It’s often said that student accommodation and the build-to-rent (BTR) sector have a lot in common. Both involve renting out purpose-built flats, both are predominantly aimed at a younger, urban demographic and both use branding and amenities to attract customers.
But which is a better investment prospect right now? Last week, Investec Structured Property Finance and Mishcon de Reya gathered experts on both sides of the fence at Investec’s offices in the City to thrash out the pros and cons and decide which comes out on top.
Fighting the corner for BTR, Fizzy Living managing director Harry Downes identified demand as one of the main differentiating factors. “Student numbers aren’t growing in the same way that the general population is growing,” he said, predicting that the value of BTR could eventually reach £50bn. “We’ve got a huge problem with new homes in this country.
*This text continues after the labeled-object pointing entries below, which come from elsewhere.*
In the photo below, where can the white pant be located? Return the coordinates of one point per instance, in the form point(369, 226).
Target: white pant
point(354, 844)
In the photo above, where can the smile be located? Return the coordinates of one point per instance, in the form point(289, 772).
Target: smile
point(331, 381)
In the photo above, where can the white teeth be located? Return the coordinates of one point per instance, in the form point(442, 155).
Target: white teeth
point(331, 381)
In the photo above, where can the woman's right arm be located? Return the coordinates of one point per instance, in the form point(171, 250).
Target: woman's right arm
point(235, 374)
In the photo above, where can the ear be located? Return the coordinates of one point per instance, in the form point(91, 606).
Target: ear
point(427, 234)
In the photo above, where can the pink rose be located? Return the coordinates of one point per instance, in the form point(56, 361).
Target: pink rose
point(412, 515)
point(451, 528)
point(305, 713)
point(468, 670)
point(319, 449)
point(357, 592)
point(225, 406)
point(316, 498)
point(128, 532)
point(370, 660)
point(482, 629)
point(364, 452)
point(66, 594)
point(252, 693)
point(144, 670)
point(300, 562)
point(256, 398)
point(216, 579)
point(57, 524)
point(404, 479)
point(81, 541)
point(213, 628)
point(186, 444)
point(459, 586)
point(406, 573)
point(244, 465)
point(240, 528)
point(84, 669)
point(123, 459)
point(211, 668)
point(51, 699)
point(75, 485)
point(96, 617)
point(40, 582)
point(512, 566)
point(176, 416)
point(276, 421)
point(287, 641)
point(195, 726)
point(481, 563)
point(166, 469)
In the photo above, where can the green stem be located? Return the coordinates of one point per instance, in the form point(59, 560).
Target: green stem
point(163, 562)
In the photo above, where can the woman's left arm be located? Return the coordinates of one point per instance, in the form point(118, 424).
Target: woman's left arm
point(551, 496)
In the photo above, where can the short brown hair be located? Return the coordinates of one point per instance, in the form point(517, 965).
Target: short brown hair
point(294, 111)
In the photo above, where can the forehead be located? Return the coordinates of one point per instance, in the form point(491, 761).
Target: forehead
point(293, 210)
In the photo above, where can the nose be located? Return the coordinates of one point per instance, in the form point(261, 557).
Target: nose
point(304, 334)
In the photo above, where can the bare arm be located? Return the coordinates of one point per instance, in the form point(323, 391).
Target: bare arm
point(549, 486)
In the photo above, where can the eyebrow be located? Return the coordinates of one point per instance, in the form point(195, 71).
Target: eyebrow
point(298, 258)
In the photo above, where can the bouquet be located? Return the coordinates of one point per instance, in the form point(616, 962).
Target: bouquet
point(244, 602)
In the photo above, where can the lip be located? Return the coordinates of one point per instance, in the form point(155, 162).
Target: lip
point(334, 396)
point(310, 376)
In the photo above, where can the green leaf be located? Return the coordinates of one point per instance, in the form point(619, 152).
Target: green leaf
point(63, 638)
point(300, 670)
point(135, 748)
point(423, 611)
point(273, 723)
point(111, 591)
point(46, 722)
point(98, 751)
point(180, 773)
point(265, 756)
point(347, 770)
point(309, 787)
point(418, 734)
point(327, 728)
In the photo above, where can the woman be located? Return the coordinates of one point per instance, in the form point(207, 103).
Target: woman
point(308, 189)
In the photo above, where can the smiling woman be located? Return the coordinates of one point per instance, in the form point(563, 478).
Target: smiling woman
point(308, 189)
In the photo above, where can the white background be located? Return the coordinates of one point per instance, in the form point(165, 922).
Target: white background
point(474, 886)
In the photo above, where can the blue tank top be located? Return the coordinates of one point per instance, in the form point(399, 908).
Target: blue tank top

The end game will be anarchy on the streets if we don’t build more.”
BTR has the advantage of being a fledgling sector with a huge amount of market share to chase, argued Tony Brooks, joint managing director of BTR developer Moda Living.
“BTR is still very embryonic; there is tons of space in the market,” he said. “In the US, 29% of people rent and in the UK it is less than 15%. And even at that level the rental market is still 10 to 20 times the size of student. It’s year-round and it is not predicated on the success of other businesses.”
Brooks also argued that BTR is insulated from the fallout from Brexit, which could have a negative impact on the student sector if tighter controls on immigration hit student numbers. “BTR is a domestic product for a domestic market - it is protected from international geopolitical shifts, and student [accommodation] is more susceptible to that,” he said.
Responding, Alex Pease, investment director at student accommodation developer Watkins Jones, said a weaker economic climate could actually boost student numbers. “It is a counter-cyclical sector: there is an inverse relationship between GDP and student numbers,” he said.
Bob Crompton, founder and chief executive of student developer ThreeSixty, added that he thought the UK government would eventually be forced to exempt students from the UK’s net immigration targets.
As for the returns investors can expect to achieve, Crompton also argued that the student accommodation sector came out top. “Student is trading at 6%. BTR is a fantastic asset class if you want a 3% return,” he said.
Furthermore, Pease claimed there was still plenty of room for growth in the purpose-built student accommodation (PBSA) market.
He pointed out that universities were still the largest landlord in the student sector and that 75% of their stock was built before 1999 - leaving room for developers to step in.
Then there is the issue of which sector investors feel most comfortable with. Mark Bladon, co-head of origination at Investec Structured Property Finance, argued that while student accommodation was today regarded as a mature asset class, BTR still has to prove itself.
“On BTR, we have got to be careful and take a view due to the lack of comparables,” he said, adding that 2017 would be an important year for BTR as purpose-built stock was beginning to come through in substantial numbers.
The immaturity of BTR is also an issue in terms of knowing what locations are likely to prove most profitable, according to Pease. He said that while locations for student accommodation were straightforward - university towns - there was “still a lot of uncertainty about which markets will work [for BTR]”, and that large swathes of the regional market were still largely untested.
But Brooks argued that the regions “present the best opportunity for growth” due to low land values and predicted that rental growth on Moda’s schemes would be 4-5% above inflation “for the next few years”.
Despite the rivalries, there was agreement that the student and BTR sectors could benefit each other. Downes argued that it was in BTR developers’ best interests to support the ongoing success of PBSA.
“You’re not going to come out of a very snazzy student building and go down the scale,” he said. “When young people think now about their first flat, they think it should have lots of amenities.”
On the question of which asset class provides a better bet for investors, the jury is out. What is certain is that investors will be following progress in both sectors with great interest.